On March 22 U.S. ambassador to the United Nations Michael Waltz declined to promise that the U.S. would not target the plant, saying “all options should be on the table.” President Donald Trump had repeatedly threated to bomb all of Iran’s power plants if the country does not reopen the Strait of Hormuz to ship traffic.
The Bushehr reactor is contained in a reinforced concrete-and-steel liner and has multiple fallback cooling systems to keep the core from overheating. If it does overheat, the nuclear fuel can melt, potentially allowing radioactive materials to breach the containment system. Spent fuel is also stored in cooling ponds within the reactor, says Scott Roecker, vice president for nuclear materials security at the nonprofit Nuclear Threat Initiative. If these cooling ponds were breached, they, too, could overheat and create a cascading meltdown that could release radioactive material into the air or the Persian Gulf.
“This is basically what happened in the case of Fukushima, where they lost power and then the cooling, and they had a meltdown,” Roecker says.
Cesium 137 is one contaminant of particular concern in the spent fuel because it emits strong and dangerous gamma radiation. Cesium 137 is highly soluble in water and has a half-life of 30 years, Alkis says. The spent-fuel ponds at Bushehr have long been a concern, with a 2021 paper finding that a spent fuel fire there could spread radioactive fallout over the surrounding coastline, including the city of Ahvaz, which has a population of about 1.3 million.
Another concern is the risk of water contamination. Because many Gulf nations depend on desalination of ocean water for their drinking water, any radioactive contamination of the Persian Gulf could lead to an immediate water crisis.
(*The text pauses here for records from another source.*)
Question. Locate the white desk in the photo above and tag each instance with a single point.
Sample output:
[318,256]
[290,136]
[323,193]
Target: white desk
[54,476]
Qatar’s prime minister Sheikh Mohammed bin Abdulrahman bin Jassim Al Thani said in an interview last year that Qatar would run out of water in three days if a nuclear accident were to contaminate the Gulf. Cesium can be removed from water, however, with methods such as reverse osmosis. This technique was used in the cleanup after the Fukushima accident, so desalination systems might be able to adapt to handle the contamination.
Regardless of the outcome at Bushehr, protecting nuclear power plants in war is likely to become increasingly pressing as countries look to expand nuclear power to meet climate targets, Roeker says. This isn’t the first time in recent years an active nuclear plant has been caught in the crossfire: the Russian seizure of Ukraine’s Zaporizhzhia nuclear power plant in 2022 raised similar alarms of a catastrophic accident. “Unfortunately, the Ukraine precedent makes it clear that there don’t seem to be too many rules when it comes to attacking nuclear power plants in wartime,” says Edwin Lyman, director of nuclear power safety at the Union of Concerned Scientists.
Beyond the Iran conflict, he says, keeping nuclear power plants on the table as military targets is dangerous. Adversaries may try to target infrastructure around the plants to prevent them from delivering power or even to force them to shut down operations, he adds. “That kind of instability raises the risk of an accident,” Lyman says.